Olimpíadas-2026: Chatbots de IA e drones transformarão você em participante das competições
Lembra daqueles tempos em que o auge da ambição durante uma transmissão olímpica era uma filmagem em câmera lenta da linha de chegada em baixa resolução? Em…
Processado por IA de Wired; editado por Hamidun News
Lembra daqueles tempos em que o auge da ambição durante uma transmissão olímpica era uma filmagem em câmera lenta da linha de chegada em baixa resolução? Em 2026 em Milão e Cortina, essas memórias finalmente se tornarão antiguidades. Os organizadores decidiram que assistir esquiadores de longe é coisa do passado, e agora querem nos colocar direto dentro do capacete de um atleta. E fazer isso de forma que você não fica tonto ou alcança o controle remoto para mudar para outra série.
As transmissões de esportes sempre permaneceram um dos nichos mais conservadores da mídia. Enquanto a internet explodia com interatividade, as imagens televisivas das Olimpíadas mudavam relutantemente. Sim, adicionaram 4K, adicionaram placas de nomes, mas a essência permanecia a mesma: você fica no sofá assistindo um ponto minúsculo se movendo em algum lugar ao longe ao longo de uma encosta nevada. Milão-2026 quebra essa parede. O uso de drones FPV (First-Person View) em transmissões dessa escala não é apenas uma reverência às tendências de gadgets, mas uma tentativa de transmitir aquela velocidade no limite e adrenalina que um esquiador sente em uma descida.
Antes, os drones nos estádios funcionavam como guinchos voadores — lentamente, suavemente e previsivelmente. Agora pequenos dispositivos ágeis vão correr atrás de atletas em velocidades acima de cem quilômetros por hora, seguindo a trajetória de seus movimentos. Isso muda a própria estética do quadro. Vamos ver não apenas "uma pessoa na neve", mas a dinâmica de cada micro-movimento, a inclinação do torso e a luta contra a resistência do ar. Isso transforma a visualização em um videogame, só que sem a opção de apertar "reiniciar" em caso de erro. Para realizar essa tarefa, os engenheiros tiveram que resolver inúmeros problemas com transmissão de sinal sem atrasos em terreno montanhoso, mas o resultado promete ser impressionante.
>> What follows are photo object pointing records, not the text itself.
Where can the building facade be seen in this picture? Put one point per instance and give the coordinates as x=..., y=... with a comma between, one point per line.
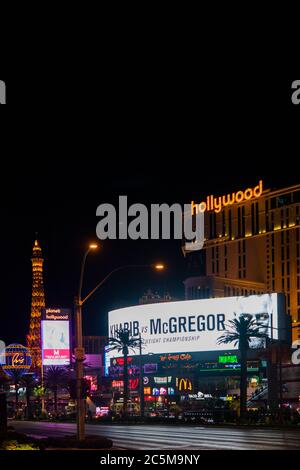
x=37, y=305
x=251, y=247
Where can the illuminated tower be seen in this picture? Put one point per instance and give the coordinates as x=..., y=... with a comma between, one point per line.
x=37, y=304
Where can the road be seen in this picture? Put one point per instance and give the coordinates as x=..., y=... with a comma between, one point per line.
x=173, y=437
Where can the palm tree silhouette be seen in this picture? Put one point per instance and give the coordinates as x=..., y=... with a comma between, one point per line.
x=241, y=332
x=123, y=342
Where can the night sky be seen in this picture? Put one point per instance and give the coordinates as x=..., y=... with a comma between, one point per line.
x=154, y=146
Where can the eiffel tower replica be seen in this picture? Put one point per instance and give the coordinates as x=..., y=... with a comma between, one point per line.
x=37, y=304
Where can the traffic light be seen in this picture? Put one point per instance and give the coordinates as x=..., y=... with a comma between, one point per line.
x=85, y=388
x=73, y=392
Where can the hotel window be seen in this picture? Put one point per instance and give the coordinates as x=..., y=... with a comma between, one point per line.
x=287, y=215
x=213, y=225
x=252, y=220
x=223, y=224
x=239, y=222
x=230, y=223
x=272, y=221
x=257, y=217
x=267, y=215
x=297, y=219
A segunda grande aposta é feita em replays em 360 graus em tempo real. Imagine que durante um salto complexo de uma patinadora artística ou uma manobra de um jogador de hóquei, você possa literalmente "sobrevoar" o momento, escolhendo qualquer ângulo. A tecnologia requer uma potência computacional enorme diretamente nas instalações esportivas: dezenas de câmeras devem sincronizar a imagem, e algoritmos em nuvem devem costurá-la em um espaço tridimensional perfeito em frações de segundo. Isso não é mais apenas um "replay", é uma oportunidade para cada espectador se tornar o diretor de sua própria transmissão, examinando detalhes que eram anteriormente disponíveis apenas para árbitros.
Mas talvez a inovação mais discutida seja o Olympics GPT. Em uma era em que todo mundo tem acesso a qualquer conhecimento do mundo em seu bolso, os organizadores perceberam: os espectadores precisam de contexto aqui e agora, não de análises pós-jogo. Este é um modelo de linguagem especializado treinado em décadas de estatísticas das Olimpíadas, regras de todos os esportes e biografias detalhadas de atletas.
Em vez de franticamente fazer uma busca no Google sobre por que esfregam o gelo tão vigorosamente no curling ou qual é o recorde pessoal deste snowboarder específico, você simplesmente pergunta à IA no aplicativo. O modelo será capaz de analisar o que está acontecendo na tela e fornecer explicações em tempo real. Isso transforma a visualização passiva em uma sessão interativa com um especialista pessoal.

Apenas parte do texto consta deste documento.